Last weekend our family went on a hike together. Tom and I are adventurers at heart, so it's pretty fun to see our boys following suit. At one point along the trail, we took a break from the hiking to have some lunch. The boys were playing on top of a big rock and just as I went to take this picture of them, I overheard this beautiful little conversation:
Ben: Blake, c'mon down here with me.
Blake: I can't Ben, I'm not as brave as you.
Ben: Yes, you are, Blake. You are brave. You just have to try.
Seriously, melt my heart. And so spot on. You just have to try.
Just try. This is one phrase is among many that have been jumping out at me over the course of the last few months. You know when a certain thought or phrase just won't leave you alone? The message flies at you from every direction. Lately for me it's people flippantly say things and the words just scream at me. Or I spot the tiny print on the Outside Magazine cover that says, live bravely. Or I happen to pull out a journal someone gave me who's cover reads, Take Epic Chances.
And then of course, there's music because both the composition and the lyrics of a song often speak directly to my heart like an IV to my bloodstream. Lately, the song of choice has been one from the Dirty Gov'nahs, called Where I Stand. And these lyrics are the ones that I most resonate with:
I don't know where I'm going and I don't know where to start with fear in my body but fire in my heart; I've got fire in my heart.
In all honesty, I have no idea what the rest of the song is about or the meaning behind it, but that line, it grabs me every time. I'm pretty sure I listened to the song at least 6 times on my last run just to hear those words again and again. Like I said, this message, the one that beckons me to live bravely, take chances, and go forward even in fear, was coming at me from every angle. I usually take this kind of thing as a clue from the Loving One in Charge, that he's trying to teach me something and it's just not getting through.
Ok, ok, I get the message. I used to be better at doing things that scared me. Or maybe when I was just younger, fewer things scared me. Either way, I think I used to take more chances.
About a month ago, someone randomly or maybe not so randomly messaged me an application to be a regular contributor for a local moms blog called, Metro Denver Moms Blog. Hmmm, writing, local, moms, that's totally my jam. But then I immediately thought, why bother, it's unlikely anything would come of it. And let's be honest, the last few months have been no picnic, so I didn't know if I even had the energy for something like this. And man, if it did happen, I'd actually have to write at least twice a month for a fairly large audience, and by large, I mean more than my immediate family and some friends. The inner critic was raging. My mind and body were tired. But on somewhat of a whim, I applied.

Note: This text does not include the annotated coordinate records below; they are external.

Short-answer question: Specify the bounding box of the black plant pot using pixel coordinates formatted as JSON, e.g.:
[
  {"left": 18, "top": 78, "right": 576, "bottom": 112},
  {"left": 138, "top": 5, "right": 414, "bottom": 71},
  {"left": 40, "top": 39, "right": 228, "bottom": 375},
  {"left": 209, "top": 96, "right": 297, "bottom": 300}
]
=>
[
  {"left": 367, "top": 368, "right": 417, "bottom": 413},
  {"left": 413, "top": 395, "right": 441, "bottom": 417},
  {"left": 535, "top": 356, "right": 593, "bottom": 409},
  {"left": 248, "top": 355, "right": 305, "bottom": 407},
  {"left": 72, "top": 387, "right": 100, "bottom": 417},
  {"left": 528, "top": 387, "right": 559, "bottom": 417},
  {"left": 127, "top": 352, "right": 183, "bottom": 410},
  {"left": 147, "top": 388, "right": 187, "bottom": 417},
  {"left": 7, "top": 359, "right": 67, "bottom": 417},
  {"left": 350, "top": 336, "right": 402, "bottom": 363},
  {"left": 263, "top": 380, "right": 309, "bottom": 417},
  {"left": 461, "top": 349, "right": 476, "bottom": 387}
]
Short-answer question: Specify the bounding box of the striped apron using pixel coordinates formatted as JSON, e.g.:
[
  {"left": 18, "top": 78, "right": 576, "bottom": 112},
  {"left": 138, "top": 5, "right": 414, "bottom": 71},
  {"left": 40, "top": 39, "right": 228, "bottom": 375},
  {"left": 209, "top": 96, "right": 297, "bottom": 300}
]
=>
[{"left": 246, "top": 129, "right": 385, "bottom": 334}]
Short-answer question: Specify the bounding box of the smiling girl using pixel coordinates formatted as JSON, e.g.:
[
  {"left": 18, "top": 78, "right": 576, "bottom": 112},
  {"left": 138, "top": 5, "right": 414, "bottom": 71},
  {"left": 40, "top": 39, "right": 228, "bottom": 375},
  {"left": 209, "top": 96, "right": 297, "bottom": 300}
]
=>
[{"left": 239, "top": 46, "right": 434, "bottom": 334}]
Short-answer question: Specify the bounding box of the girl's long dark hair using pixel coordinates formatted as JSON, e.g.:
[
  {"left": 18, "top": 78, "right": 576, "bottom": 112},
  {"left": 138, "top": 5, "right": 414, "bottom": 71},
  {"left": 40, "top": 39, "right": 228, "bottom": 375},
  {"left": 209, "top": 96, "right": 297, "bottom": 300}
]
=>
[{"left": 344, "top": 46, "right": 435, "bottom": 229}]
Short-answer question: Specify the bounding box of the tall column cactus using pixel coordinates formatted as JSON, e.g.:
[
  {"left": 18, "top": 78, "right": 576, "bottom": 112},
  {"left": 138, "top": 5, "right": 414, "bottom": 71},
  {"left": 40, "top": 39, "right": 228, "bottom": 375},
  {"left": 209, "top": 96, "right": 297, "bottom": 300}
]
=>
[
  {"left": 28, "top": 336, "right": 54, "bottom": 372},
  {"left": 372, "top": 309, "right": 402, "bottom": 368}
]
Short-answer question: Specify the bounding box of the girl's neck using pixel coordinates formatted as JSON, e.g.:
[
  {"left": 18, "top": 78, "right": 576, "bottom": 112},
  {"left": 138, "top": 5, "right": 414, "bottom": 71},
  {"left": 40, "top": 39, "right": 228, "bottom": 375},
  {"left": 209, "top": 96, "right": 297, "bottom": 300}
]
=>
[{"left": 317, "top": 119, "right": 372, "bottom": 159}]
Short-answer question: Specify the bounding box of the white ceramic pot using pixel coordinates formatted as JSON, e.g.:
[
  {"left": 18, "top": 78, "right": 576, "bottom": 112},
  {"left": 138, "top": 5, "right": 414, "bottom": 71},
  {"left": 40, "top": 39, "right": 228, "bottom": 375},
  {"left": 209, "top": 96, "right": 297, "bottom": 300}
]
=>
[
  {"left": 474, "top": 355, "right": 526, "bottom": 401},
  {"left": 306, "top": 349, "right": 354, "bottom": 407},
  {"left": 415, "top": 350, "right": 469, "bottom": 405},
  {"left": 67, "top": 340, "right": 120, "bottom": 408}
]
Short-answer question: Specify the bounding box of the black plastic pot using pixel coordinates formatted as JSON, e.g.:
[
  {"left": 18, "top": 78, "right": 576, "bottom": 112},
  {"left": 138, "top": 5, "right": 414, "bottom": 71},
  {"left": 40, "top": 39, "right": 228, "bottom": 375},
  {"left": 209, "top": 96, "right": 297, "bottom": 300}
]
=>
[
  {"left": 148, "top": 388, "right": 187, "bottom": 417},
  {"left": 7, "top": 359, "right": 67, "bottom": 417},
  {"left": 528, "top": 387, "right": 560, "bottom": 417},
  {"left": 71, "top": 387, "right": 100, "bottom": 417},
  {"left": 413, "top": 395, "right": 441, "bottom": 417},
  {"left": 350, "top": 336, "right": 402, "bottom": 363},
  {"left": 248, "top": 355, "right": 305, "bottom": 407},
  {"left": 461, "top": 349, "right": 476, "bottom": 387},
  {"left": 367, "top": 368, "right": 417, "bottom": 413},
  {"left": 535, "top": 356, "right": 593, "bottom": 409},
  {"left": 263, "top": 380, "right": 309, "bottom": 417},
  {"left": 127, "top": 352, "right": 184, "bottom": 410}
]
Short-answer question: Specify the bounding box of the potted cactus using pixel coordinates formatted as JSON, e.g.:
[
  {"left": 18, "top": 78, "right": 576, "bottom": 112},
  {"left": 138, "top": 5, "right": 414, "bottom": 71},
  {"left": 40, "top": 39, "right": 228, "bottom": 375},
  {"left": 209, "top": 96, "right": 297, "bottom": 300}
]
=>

And guess what? It happened. I was selected as a contributor. Two immediate feelings emerged: excited, terrified.
So I will actually need to write consistently. I'm thrilled about this because I've been trying to dedicate more time to writing for a while now. These two little people I have running around in my house provide me with some great content but they also steal the majority of my time away that I might otherwise use to write. I wouldn't trade it but now I have to figure out how to fit the regular writing in. Again, excited and terrified.
And as though I hadn't already taken enough of a step out of my comfort zone, this happened: head shots. What? Yep, we had to get head shots taken for the blog. For a girl who barely ever wears make-up and who calls it a good day when both her hair and teeth are brushed, this is a big step. Huge. In the words of the Dirty Guv'nahs, I don't know where I'm going and I've got fear in my body but fire in my heart!
I recently got up in front of our church to share for a few minutes about working in the kids ministry. Afterward, my friend commented to me, "Wow, you're so brave. I could never have done that." And I responded, "no, not really. I'm not really brave for doing that. Because in order to be brave, you have to be scared of it in the first place. I'm not scared of speaking in public. I actually, really like it." Oddly enough, speaking is not being brave for me because it doesn't scare me. Writing regularly for a blog, that scares me. Getting head shots, that scares me. But the message was loud and clear, I need to keep doing things that scare me. I never know how they might turn out, so why don't I just give it a shot and live bravely. Going forward, I'm going to hold on to the words of my four year old son, "Yes, you are brave. You just have to try."
What is out there that feels big and maybe out of your reach? What do you want to go after but feel too scared to do it? Where are you being called to live bravely?
I'd love to hear your story and how you're stepping into uncomfortable places and living bravely.